A fare definitivamente luce sull’origine e la storia di questa parola maledetta arriva ora un bel libro di Lino Leonardi (Razza. Preistoria di una parola disumana, il Mulino 2024), che insegna Filologia e linguistica romanza alla Scuola Normale di Pisa. Vi si ricostruisce come, nel 1959, Gianfranco Contini riuscì a stabilire definitivamente che “razza” non deriva dal latino “ratio” (la stessa parola che porta a”‘ragione”), come invece si credeva, ma arriva in Italia (nel Duecento) dal francese “haraz”, che significava mandria, e allevamento, di cavalli. E continuerà a significarlo molto a lungo, come dimostra (tra i tanti esempi citati da Leonardi) il fatto che, all’inizio del Cinquecento, Teofilo Folengo scriva, nel suo meraviglioso latino maccheronico: “Hinc cavallorum bona razza crescit”.
Sarà poi dall’italiano che si diffonderà, nel Quattrocento, in tutte le lingue europee. Lo stesso Contini, soddisfatto, commentava: “Per l’appoggio terminologico di tanta abiezione, ferocia e soprattutto stupidità, quanto è più ricreativo avergli scovata una nascita zoologica, veterinaria, equina!”.
Come scrive Leonardi, si tratta di un “caso formidabile in cui la scoperta dell’origine di una parola può cambiarne la percezione e l’uso, può accompagnare e determinare la sua trasformazione da nobile segno di eccellenza e di distinzione a specifico marchio di bestialità”. E, tuttavia, molti vocabolari delle principali lingue europee non accolgono di fatto ancora oggi questa evidenza scientifica, rimanendo ancorati al superato, e nobile, etimo: “ratio”. Perché? Per la forza inerziale dei vecchi, autorevoli, repertori etimologici, certamente. Ma forse, suggerisce Leonardi, anche “perché il discorso pubblico … non ha più percepito l’urgenza di tornare a ribadire il significato primo e più profondo di quel termine abusato, dando per scontato il superamento dell’abiezione razzista”. Gli studiosi non vivono fuori dalla società, e ciò che era urgente chiarire per un antifascista e partigiano come Contini, lo era assai di meno per la generazione successiva, che immaginò di essersi lasciata per sempre alle spalle tutto quell’abisso di odio, ignoranza, atroce violenza. Per la stessa ragione, oggi il tema torna purtroppo attuale: se la presidente del Consiglio di un grande Paese come il nostro, usa la parola “razza” per definire ciò che siamo fisicamente, è urgente dire che, no, “razza” è una parola che non si usa per definire fisicamente gli umani. Perché è una parola che ha un’origine, e poi un uso, radicalmente “disumani”.
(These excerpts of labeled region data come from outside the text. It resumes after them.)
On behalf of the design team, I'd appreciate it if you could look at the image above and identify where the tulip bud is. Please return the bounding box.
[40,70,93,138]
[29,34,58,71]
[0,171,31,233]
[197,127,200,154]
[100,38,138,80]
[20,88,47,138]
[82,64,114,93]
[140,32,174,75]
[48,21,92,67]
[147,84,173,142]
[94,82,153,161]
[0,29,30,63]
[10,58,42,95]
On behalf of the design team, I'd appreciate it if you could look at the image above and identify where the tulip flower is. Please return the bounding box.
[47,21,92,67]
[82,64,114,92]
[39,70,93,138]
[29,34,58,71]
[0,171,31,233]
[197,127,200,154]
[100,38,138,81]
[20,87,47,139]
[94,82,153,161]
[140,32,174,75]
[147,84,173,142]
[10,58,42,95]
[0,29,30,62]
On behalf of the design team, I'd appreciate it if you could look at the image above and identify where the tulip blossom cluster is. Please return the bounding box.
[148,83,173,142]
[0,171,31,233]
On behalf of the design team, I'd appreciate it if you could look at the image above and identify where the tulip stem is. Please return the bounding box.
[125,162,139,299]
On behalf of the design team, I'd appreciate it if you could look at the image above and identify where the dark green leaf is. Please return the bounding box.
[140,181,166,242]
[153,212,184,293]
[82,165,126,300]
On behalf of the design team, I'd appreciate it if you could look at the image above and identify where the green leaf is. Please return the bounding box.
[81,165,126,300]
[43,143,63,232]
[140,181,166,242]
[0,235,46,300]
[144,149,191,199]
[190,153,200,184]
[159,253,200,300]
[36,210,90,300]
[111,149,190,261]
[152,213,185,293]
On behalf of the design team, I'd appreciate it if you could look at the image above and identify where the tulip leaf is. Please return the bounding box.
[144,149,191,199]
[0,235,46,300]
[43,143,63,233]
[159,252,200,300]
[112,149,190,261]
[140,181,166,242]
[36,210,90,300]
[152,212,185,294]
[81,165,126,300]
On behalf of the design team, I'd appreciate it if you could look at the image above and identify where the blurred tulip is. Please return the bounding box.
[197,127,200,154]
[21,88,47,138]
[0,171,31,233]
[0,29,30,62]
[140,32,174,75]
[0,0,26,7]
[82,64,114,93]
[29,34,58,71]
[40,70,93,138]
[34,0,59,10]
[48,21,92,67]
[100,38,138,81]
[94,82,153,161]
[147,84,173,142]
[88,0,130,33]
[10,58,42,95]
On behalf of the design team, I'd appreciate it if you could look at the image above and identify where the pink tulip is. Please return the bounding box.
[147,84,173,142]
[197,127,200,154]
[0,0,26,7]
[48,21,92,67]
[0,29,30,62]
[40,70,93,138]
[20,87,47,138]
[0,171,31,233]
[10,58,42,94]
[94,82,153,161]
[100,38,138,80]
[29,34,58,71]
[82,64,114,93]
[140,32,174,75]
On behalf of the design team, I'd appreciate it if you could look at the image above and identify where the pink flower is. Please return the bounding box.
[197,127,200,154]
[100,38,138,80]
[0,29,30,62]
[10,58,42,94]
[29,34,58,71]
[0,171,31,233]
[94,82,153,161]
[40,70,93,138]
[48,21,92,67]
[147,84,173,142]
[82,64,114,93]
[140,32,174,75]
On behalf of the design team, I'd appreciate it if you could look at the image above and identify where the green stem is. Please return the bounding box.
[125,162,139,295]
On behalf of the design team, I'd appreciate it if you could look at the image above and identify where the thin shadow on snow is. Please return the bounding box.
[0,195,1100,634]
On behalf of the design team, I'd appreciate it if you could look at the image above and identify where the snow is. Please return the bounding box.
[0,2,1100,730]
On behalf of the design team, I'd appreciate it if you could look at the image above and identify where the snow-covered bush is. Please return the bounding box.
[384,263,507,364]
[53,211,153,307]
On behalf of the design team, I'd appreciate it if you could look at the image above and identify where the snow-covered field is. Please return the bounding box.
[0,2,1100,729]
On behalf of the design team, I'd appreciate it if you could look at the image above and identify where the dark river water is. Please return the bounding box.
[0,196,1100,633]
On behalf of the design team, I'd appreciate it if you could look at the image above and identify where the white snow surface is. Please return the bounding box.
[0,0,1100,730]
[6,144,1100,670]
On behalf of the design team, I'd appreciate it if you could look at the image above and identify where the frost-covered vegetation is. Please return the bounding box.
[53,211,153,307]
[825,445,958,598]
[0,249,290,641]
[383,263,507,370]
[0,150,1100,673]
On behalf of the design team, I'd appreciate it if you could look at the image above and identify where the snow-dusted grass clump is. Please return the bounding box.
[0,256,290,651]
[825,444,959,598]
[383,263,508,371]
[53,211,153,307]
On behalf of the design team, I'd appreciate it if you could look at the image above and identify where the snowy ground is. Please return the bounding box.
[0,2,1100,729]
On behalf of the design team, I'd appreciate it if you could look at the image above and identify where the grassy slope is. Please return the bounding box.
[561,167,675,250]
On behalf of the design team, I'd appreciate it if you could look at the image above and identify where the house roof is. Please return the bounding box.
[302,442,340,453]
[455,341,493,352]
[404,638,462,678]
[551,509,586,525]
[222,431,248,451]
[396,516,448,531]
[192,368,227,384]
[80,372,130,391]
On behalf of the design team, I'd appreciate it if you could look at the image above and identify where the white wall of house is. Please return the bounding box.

Il libro di Leonardi si chiude con una meravigliosa citazione dal Convivio di Dante – il Dante che questa destra ha provato, tragicomicamente, ad accaparrarsi come padre ideale –, in cui si dice che “sanza dubbio, forte riderebbe Aristotile udendo fare spezie due dell’umana generazione, sì come delli cavalli e delli asini”. Aristotele riderebbe, sì, ma noi abbiamo purtroppo meno da ridere: perché quelli che credono che l’umanità si divida tra chi sta sopra e chi sta sotto per diritto di sangue e per colore della pelle, sono tornati al governo di buona parte dell’Occidente. L’unico modo per sconfiggerli è aprire gli occhi ai nostri concittadini: a ciò serve anche un libro come questo, scientificamente esemplare e civilmente consapevole. Perché, davvero, che razza di idiota deve essere chi sul serio crede che gli umani si dividano in razze?